Fiscalité locale : 10 avis avant le "grand soir"
En annonçant la suppression partielle de la taxe professionnelle, le gouvernement a mis le doigt dans l’engrenage de la fiscalité locale. Afin de participer au débat, Acteurs publics donne la parole à dix personnalités du monde politique, économique et universitaire. En leur demandant ce qu’elles attendent en priorité d’une réforme des impôts locaux. Une question qui renvoie au degré d’autonomie fiscale des collectivités et à la répartition de la charge des impôts entre particuliers et entreprises.
En annonçant début février la suppression en 2010 de la taxe professionnelle pour la partie assise sur l’investissement des entreprises, Nicolas Sarkozy a relancé une Arlésienne de la fiscalité locale. En trente ans, la "taxe pro" a fait l’objet de 75 lois qui, censées en améliorer les modalités, l’ont au contraire rendue encore plus complexe et illisible au fil du temps. Ce nouvel aménagement sera-t-il le dernier ? Le gouvernement semble bien décidé à mener à terme la réforme d’une taxe, "qui grève gravement la compétitivité des entreprises françaises", selon les mots de la ministre de l’Économie, Christine Lagarde, rappelant que ce chantier avait été entamé en 1999 par Dominique Strauss-Kahn, puis poursuivi par Jean-François Copé lorsqu’il était en charge du Budget.

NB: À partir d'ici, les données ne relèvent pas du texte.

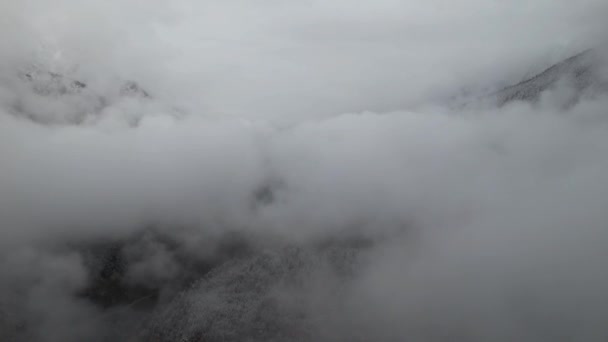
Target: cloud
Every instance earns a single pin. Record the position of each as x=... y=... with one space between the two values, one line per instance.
x=299 y=122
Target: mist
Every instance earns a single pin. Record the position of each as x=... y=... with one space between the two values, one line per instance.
x=203 y=141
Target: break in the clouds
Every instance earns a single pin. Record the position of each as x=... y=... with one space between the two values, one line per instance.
x=302 y=171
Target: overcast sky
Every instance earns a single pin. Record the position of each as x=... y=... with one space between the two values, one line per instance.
x=340 y=106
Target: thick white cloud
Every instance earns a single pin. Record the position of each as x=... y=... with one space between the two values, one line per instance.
x=335 y=106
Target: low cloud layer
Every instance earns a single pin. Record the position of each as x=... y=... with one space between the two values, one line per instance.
x=254 y=126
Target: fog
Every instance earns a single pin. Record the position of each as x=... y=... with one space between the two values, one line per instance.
x=290 y=123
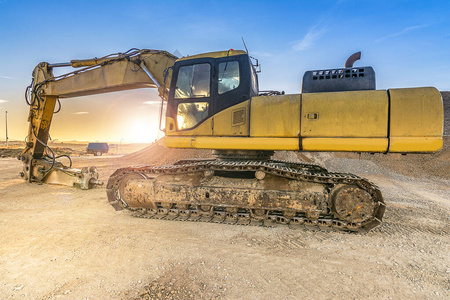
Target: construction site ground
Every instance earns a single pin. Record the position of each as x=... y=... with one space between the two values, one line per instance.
x=62 y=242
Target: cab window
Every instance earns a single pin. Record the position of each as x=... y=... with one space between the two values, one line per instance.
x=193 y=81
x=190 y=114
x=228 y=76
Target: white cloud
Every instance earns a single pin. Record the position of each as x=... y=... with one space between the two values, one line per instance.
x=309 y=39
x=81 y=113
x=404 y=31
x=261 y=54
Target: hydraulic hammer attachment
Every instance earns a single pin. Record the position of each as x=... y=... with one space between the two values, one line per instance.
x=54 y=172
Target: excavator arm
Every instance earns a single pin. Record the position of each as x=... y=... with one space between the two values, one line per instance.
x=122 y=71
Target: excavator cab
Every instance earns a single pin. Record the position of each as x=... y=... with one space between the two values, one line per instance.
x=204 y=85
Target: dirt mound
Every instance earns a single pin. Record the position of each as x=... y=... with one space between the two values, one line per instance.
x=157 y=154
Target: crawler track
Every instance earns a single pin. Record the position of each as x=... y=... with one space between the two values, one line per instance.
x=341 y=193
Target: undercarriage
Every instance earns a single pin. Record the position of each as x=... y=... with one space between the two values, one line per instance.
x=250 y=191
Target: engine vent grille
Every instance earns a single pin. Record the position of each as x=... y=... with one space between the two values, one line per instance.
x=336 y=80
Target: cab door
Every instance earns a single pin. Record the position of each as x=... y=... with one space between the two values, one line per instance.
x=190 y=99
x=232 y=99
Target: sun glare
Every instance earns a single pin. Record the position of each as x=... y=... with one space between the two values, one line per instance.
x=141 y=131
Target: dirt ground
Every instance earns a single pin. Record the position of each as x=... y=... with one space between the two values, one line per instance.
x=61 y=242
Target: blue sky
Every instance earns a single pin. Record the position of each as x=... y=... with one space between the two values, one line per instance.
x=407 y=43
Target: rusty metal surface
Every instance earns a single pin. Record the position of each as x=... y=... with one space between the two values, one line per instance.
x=223 y=192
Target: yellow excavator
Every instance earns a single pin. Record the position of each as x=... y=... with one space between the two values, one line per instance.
x=213 y=101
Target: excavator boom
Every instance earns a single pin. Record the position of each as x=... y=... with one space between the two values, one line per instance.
x=123 y=71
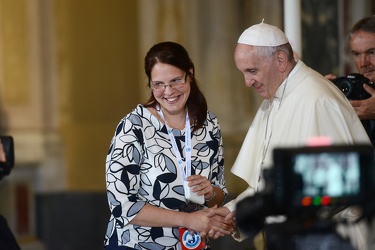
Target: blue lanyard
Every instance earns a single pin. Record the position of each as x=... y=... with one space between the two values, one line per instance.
x=187 y=171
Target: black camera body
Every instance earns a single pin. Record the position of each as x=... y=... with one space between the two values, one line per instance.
x=352 y=86
x=8 y=147
x=308 y=186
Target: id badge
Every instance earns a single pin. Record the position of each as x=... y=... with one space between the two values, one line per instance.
x=191 y=241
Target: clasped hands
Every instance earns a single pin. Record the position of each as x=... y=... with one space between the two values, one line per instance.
x=212 y=222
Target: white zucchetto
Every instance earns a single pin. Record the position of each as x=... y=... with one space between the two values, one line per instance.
x=263 y=34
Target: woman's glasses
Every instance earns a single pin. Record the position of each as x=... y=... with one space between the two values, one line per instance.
x=175 y=84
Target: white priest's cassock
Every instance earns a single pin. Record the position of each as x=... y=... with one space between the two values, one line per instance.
x=306 y=105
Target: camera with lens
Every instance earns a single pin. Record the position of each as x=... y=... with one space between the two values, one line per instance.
x=8 y=147
x=352 y=86
x=307 y=187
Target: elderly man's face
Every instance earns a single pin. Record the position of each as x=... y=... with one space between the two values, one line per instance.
x=362 y=45
x=259 y=71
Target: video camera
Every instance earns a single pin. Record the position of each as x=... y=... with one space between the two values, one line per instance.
x=352 y=86
x=8 y=147
x=309 y=186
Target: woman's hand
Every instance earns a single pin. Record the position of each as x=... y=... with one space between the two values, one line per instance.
x=214 y=226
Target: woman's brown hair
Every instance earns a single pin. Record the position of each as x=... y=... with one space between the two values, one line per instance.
x=177 y=56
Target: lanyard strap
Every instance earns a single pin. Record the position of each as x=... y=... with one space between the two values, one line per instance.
x=187 y=171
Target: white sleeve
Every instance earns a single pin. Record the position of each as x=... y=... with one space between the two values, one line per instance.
x=231 y=205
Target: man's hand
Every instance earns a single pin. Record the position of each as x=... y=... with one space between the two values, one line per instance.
x=365 y=109
x=224 y=215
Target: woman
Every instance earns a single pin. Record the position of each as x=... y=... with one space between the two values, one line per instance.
x=162 y=145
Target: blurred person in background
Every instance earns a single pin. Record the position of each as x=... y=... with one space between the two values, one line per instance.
x=362 y=46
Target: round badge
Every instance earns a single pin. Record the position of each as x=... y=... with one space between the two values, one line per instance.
x=191 y=241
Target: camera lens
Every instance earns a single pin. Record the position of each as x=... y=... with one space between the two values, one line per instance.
x=346 y=87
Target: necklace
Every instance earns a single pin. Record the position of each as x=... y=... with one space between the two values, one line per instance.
x=180 y=127
x=177 y=127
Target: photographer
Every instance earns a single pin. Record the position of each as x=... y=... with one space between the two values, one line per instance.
x=7 y=239
x=362 y=46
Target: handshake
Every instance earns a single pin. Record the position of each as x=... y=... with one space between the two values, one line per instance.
x=213 y=222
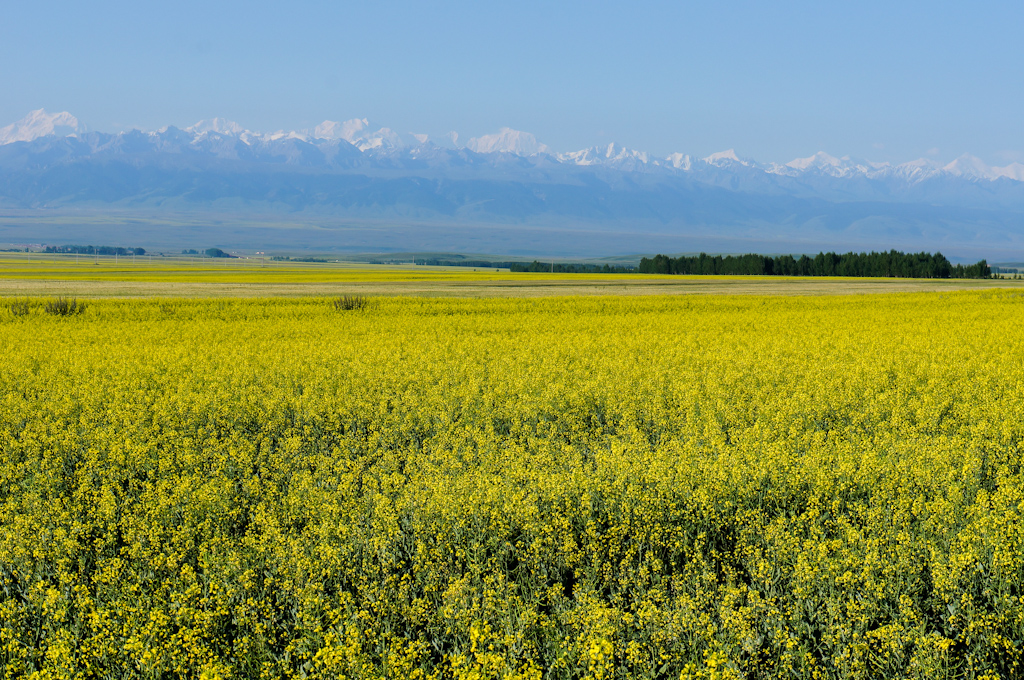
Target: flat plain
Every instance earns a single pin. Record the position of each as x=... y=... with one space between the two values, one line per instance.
x=46 y=274
x=717 y=486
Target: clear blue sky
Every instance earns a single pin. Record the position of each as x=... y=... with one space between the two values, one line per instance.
x=878 y=80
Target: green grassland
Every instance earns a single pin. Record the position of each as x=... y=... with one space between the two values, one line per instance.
x=48 y=274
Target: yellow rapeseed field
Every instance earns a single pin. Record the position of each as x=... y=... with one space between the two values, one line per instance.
x=559 y=487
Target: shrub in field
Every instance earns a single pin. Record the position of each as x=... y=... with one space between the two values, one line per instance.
x=680 y=486
x=349 y=302
x=18 y=307
x=62 y=306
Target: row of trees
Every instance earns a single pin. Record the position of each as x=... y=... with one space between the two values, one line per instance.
x=893 y=263
x=568 y=268
x=95 y=250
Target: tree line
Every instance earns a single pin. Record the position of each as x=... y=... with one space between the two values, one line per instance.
x=891 y=264
x=94 y=250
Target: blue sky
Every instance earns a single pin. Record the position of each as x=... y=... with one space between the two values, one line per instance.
x=878 y=80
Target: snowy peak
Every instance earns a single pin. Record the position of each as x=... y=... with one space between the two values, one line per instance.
x=358 y=132
x=679 y=161
x=507 y=140
x=40 y=124
x=610 y=155
x=725 y=159
x=217 y=126
x=970 y=166
x=819 y=160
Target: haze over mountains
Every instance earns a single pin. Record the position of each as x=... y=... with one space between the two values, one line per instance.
x=356 y=185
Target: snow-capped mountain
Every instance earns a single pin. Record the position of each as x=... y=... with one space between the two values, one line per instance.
x=373 y=140
x=507 y=140
x=726 y=159
x=40 y=124
x=354 y=169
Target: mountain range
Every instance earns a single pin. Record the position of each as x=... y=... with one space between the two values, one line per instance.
x=502 y=193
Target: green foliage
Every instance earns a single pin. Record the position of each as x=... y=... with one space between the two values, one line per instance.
x=563 y=487
x=350 y=302
x=891 y=264
x=19 y=307
x=62 y=306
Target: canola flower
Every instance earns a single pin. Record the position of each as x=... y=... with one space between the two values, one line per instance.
x=564 y=487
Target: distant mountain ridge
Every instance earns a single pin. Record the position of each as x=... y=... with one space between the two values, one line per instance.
x=354 y=169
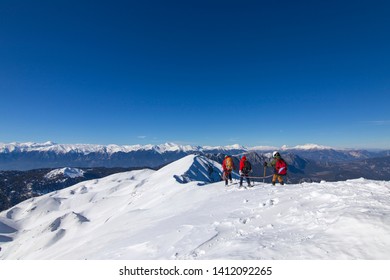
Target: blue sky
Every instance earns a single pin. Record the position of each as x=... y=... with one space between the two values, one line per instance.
x=196 y=72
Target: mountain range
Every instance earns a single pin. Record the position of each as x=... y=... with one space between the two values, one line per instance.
x=26 y=156
x=33 y=169
x=183 y=212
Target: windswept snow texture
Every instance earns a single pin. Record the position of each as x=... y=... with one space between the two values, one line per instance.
x=180 y=212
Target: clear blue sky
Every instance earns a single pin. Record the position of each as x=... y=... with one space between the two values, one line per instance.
x=196 y=72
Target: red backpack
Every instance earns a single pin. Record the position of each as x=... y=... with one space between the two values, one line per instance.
x=281 y=167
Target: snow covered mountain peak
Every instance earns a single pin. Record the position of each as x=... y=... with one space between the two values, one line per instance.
x=68 y=172
x=165 y=214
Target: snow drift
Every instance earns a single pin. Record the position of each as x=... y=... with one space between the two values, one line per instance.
x=183 y=211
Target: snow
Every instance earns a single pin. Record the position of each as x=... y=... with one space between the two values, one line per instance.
x=65 y=172
x=307 y=147
x=180 y=212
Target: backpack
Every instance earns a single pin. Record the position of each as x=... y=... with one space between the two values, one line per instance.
x=229 y=163
x=281 y=167
x=247 y=167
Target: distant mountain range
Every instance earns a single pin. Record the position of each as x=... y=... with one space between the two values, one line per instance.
x=27 y=156
x=33 y=169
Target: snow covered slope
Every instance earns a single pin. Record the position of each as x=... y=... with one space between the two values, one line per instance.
x=179 y=212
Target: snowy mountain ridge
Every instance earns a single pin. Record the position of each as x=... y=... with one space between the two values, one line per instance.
x=110 y=149
x=181 y=212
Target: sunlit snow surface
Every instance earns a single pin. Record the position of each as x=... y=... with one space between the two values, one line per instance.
x=181 y=212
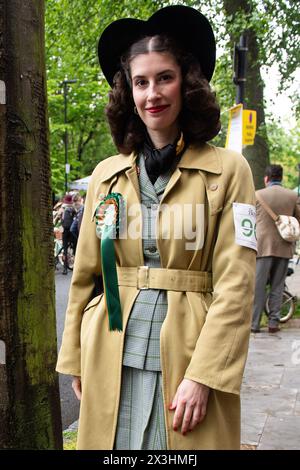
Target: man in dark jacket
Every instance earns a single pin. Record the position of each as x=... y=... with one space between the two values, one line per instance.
x=67 y=220
x=273 y=253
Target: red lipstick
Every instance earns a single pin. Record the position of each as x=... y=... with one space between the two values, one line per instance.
x=157 y=109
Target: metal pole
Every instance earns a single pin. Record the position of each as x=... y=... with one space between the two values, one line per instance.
x=66 y=135
x=239 y=78
x=65 y=85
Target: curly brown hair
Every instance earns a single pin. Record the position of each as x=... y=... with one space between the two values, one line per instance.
x=199 y=118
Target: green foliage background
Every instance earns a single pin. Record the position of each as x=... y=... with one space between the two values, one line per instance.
x=72 y=31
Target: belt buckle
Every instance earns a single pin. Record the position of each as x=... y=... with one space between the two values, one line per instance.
x=143 y=277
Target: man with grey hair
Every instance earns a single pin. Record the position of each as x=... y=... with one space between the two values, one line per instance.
x=273 y=253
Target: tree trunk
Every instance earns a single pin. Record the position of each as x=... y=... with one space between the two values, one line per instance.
x=29 y=395
x=257 y=154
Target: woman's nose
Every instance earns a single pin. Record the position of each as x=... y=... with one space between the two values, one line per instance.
x=153 y=92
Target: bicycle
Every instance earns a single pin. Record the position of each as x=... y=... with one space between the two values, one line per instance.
x=288 y=305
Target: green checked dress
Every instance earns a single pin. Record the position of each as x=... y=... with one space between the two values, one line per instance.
x=141 y=422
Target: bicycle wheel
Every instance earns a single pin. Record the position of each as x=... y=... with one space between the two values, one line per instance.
x=288 y=306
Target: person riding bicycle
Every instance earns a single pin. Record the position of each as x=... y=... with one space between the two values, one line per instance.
x=68 y=216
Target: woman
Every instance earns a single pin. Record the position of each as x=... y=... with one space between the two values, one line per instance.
x=182 y=290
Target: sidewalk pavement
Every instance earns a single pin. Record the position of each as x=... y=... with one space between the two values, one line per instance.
x=271 y=386
x=270 y=392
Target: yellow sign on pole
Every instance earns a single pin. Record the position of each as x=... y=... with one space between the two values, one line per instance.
x=235 y=128
x=241 y=128
x=249 y=126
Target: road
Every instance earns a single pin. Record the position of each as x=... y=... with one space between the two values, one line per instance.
x=69 y=403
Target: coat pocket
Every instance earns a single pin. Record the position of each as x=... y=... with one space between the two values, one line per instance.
x=95 y=301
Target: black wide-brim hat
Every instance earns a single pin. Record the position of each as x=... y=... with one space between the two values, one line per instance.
x=185 y=24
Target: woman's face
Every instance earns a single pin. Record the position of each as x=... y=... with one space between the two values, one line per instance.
x=156 y=88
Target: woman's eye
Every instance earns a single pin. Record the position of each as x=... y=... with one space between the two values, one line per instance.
x=165 y=77
x=140 y=83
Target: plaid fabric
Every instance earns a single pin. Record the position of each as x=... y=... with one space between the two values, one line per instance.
x=141 y=349
x=141 y=422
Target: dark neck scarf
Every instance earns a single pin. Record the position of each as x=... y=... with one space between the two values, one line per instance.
x=159 y=161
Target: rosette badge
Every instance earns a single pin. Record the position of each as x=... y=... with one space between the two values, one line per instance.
x=108 y=216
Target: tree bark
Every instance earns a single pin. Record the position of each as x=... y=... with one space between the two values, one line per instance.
x=29 y=394
x=257 y=154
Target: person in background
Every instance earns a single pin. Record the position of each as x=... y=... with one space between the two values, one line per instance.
x=158 y=358
x=273 y=253
x=67 y=218
x=74 y=229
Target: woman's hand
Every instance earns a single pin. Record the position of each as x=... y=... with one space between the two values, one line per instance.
x=76 y=385
x=189 y=404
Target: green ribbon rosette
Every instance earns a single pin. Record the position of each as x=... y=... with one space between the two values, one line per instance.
x=108 y=215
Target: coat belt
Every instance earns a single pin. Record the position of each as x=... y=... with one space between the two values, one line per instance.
x=144 y=277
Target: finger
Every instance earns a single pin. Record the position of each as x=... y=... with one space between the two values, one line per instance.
x=76 y=385
x=196 y=417
x=174 y=402
x=177 y=420
x=186 y=419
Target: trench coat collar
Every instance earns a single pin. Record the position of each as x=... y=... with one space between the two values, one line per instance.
x=204 y=158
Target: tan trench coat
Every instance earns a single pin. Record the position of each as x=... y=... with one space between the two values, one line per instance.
x=204 y=336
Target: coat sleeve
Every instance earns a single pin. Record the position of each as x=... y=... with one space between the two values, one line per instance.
x=221 y=350
x=87 y=267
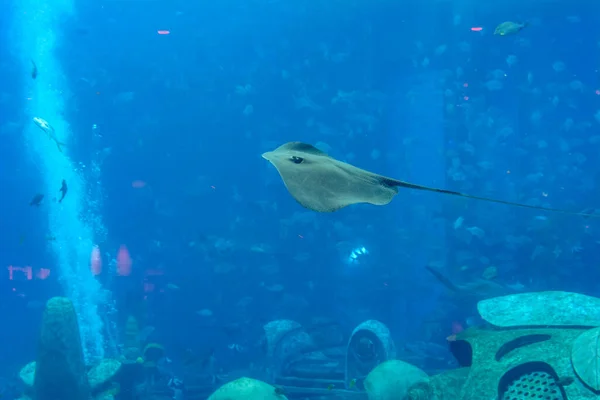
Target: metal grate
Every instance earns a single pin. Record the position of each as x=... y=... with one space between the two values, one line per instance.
x=534 y=385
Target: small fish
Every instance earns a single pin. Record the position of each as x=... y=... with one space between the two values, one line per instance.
x=33 y=70
x=37 y=200
x=63 y=190
x=565 y=381
x=49 y=130
x=237 y=348
x=509 y=28
x=279 y=391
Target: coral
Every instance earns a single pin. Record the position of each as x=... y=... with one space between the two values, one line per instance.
x=60 y=371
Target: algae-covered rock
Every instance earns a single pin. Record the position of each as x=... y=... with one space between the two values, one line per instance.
x=541 y=309
x=392 y=379
x=247 y=389
x=444 y=386
x=585 y=354
x=60 y=371
x=27 y=374
x=103 y=373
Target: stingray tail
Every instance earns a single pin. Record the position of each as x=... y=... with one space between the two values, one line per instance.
x=407 y=185
x=442 y=278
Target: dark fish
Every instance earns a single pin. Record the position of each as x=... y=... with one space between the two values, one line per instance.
x=63 y=190
x=279 y=391
x=37 y=200
x=33 y=70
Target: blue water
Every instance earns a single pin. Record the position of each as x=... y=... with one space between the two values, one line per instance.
x=163 y=135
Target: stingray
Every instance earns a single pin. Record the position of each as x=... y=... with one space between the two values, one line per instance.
x=321 y=183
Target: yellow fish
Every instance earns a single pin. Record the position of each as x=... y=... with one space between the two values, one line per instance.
x=509 y=28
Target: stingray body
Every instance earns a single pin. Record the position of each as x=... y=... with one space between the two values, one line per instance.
x=322 y=183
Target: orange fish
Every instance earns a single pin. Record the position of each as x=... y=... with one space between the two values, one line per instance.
x=123 y=262
x=96 y=261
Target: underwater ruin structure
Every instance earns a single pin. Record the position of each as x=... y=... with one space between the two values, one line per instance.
x=543 y=345
x=59 y=371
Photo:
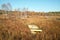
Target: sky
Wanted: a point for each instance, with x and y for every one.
(34, 5)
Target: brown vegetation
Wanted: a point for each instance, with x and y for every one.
(12, 27)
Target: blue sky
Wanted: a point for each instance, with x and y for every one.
(34, 5)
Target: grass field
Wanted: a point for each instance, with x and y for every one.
(12, 27)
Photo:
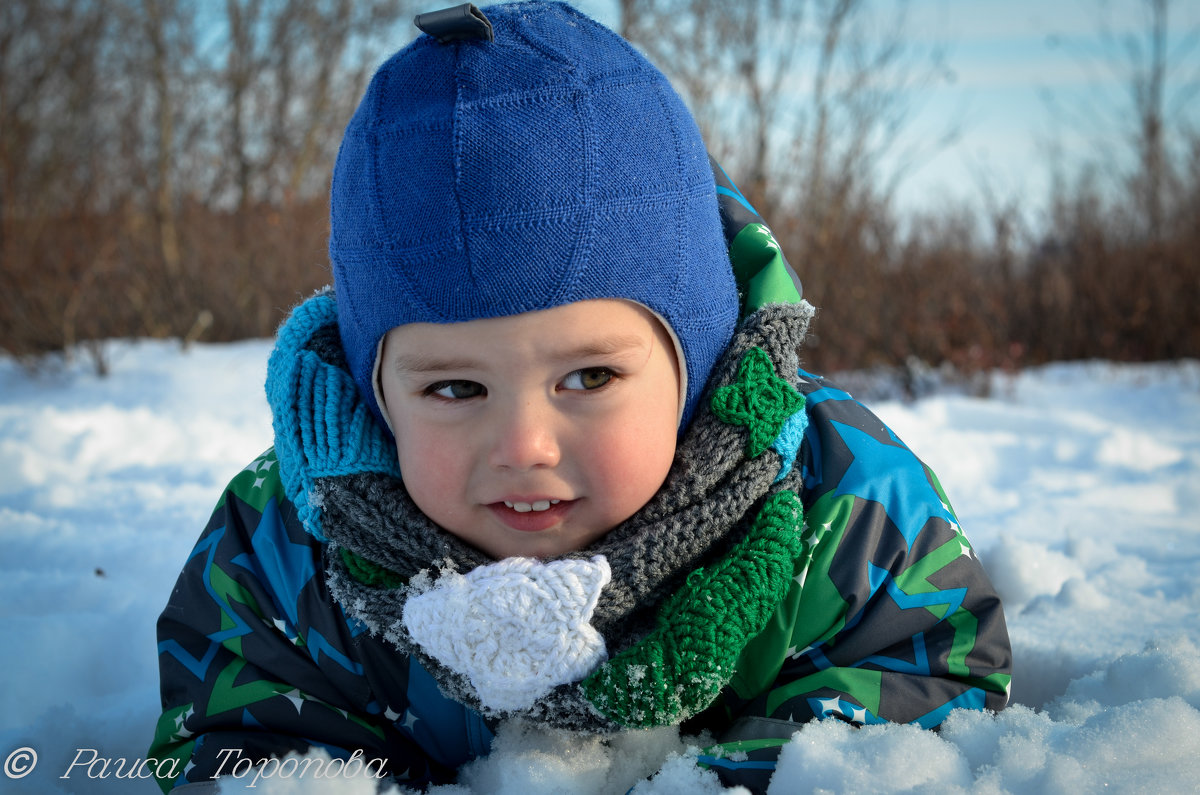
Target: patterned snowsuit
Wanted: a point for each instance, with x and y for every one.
(845, 591)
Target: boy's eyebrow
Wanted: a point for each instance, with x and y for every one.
(423, 363)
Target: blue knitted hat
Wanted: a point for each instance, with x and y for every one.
(483, 178)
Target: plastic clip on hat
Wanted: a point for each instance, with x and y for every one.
(517, 159)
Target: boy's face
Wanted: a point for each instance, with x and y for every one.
(533, 435)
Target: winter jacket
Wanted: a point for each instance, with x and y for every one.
(799, 563)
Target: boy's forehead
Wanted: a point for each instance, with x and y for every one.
(611, 323)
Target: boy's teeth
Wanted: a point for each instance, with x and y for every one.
(526, 507)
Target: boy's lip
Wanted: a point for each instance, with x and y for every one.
(531, 521)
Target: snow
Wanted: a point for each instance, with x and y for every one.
(1079, 485)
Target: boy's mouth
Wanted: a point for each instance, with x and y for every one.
(526, 507)
(531, 516)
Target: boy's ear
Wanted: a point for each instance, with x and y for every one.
(760, 268)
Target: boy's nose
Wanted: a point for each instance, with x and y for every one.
(525, 438)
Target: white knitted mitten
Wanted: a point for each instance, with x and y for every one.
(515, 628)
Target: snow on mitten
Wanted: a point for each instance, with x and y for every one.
(515, 628)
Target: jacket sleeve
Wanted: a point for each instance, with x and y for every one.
(256, 659)
(894, 620)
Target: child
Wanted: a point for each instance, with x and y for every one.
(539, 454)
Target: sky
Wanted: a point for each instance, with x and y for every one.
(1027, 77)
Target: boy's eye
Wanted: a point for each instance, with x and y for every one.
(456, 389)
(588, 378)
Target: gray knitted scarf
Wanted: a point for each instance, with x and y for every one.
(723, 502)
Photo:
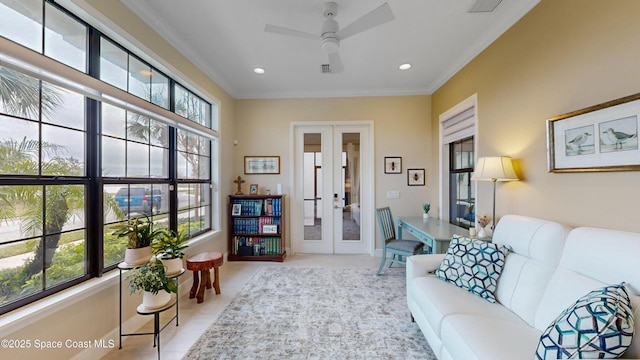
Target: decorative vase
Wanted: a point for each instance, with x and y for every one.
(172, 266)
(154, 301)
(137, 256)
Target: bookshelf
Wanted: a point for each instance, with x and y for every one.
(257, 227)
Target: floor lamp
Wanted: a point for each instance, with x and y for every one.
(494, 169)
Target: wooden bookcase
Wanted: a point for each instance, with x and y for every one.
(257, 227)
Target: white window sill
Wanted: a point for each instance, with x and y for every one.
(36, 311)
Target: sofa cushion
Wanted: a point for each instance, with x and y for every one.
(536, 246)
(593, 258)
(473, 265)
(483, 337)
(437, 299)
(599, 325)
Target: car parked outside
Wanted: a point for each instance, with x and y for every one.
(139, 199)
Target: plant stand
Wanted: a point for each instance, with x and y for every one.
(144, 311)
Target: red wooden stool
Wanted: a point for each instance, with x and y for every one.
(203, 262)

La nouveauté ? Elle se situe à deux niveaux. D’abord, dès lors que l’on se dirige vers une quasi-disparition de la taxe, le débat s’anime chez les acteurs concernés – État, élus locaux, et représentants patronaux – pour trouver un système de compensation à la hauteur des sommes en jeu. Sans le faire au détriment des ménages. Le manque à gagner est estimé à environ 22 milliards d’euros pour les collectivités d’ici 2011, dont 8 milliards seront compensés dès 2010 par l’État sous forme de transferts budgétaires, avant une prochaine étape.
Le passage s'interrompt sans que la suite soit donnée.